Poétique et hypnotique par moments est la mélodie “Maria Cervantès” au rythme syncopé et dansant. Les couleurs de la mélodie tournent autour de la nostalgie sur la première partie. Interprété d’abord au saxophone, le piano reprend. Plus joyeux est le second mouvement. Sur une tourne de piano en arpèges, le sax se lance dans un solo dont la sonorité m’évoque Ernie Watts.
Chaque musicien s’écoute, la rythmique espace le jeu, ne couvre pas les solos.

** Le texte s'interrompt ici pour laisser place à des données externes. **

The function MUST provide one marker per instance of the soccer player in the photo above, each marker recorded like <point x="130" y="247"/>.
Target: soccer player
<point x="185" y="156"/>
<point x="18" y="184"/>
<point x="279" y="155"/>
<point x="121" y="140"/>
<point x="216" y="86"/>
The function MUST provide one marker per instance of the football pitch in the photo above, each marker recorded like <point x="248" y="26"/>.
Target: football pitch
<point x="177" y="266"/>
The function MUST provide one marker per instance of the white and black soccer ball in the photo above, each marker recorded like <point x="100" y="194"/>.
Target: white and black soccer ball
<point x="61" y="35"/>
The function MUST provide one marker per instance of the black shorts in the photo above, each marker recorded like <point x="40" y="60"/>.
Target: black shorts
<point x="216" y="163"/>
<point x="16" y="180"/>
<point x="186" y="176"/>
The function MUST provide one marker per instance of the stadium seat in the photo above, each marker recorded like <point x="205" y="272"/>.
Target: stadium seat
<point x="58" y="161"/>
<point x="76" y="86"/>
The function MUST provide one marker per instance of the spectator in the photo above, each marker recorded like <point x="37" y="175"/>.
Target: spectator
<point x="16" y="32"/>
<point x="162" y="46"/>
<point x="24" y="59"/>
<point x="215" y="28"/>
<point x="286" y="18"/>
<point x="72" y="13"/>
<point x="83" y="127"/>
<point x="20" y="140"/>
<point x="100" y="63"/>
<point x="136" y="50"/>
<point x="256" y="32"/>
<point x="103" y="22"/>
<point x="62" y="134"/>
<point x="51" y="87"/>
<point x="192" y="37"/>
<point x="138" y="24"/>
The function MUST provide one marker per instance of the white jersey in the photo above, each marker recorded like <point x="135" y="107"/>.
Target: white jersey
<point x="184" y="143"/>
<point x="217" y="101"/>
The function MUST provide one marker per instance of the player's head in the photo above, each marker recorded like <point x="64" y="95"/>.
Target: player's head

Vers la fin, le piano fixe une tourne autour de laquelle la batterie monte en intensité lors de son improvisation.
Pour finir ce concert, le quartet reprend “The Sidewinder”, un morceau de Soul Jazz écrit par Lee Morgan. Basé sur une grille de Blues, le trompettiste s’est amusé à à étirer la structure pour doubler le nombre de mesures ce qui donne une grille de vingt quatre mesures
Le solo de piano a des accents Bluesy tandis que le sax démarre par des motifs Out.
Sur ce Blues particulier, la contrebasse joue des glissandos solides.
Le groupe varie beaucoup les climats rythmiques et sonores, tantôt entre mélodies calmes et enveloppantes et thèmes entraînants. En proposant ses “Ritmos Queridos” et d’autres répertoires, le quartet livre une large palette d’émotions et de belles surprises.
Ce quartet composé de musiciens de grande classe fait preuve d’une grande subtilité et d’un grand sens de la nuance. La technique n’est pas recherchée, les musiciens jouent ce qu’ils ressentent et sont toujours animés par le sens de l’harmonie et du rythme.
Merci Messieurs, ainsi qu’à Denise Dalest d’avoir organisé ce concert dans ce lieu si charmant que sont des Jardins de la Clue.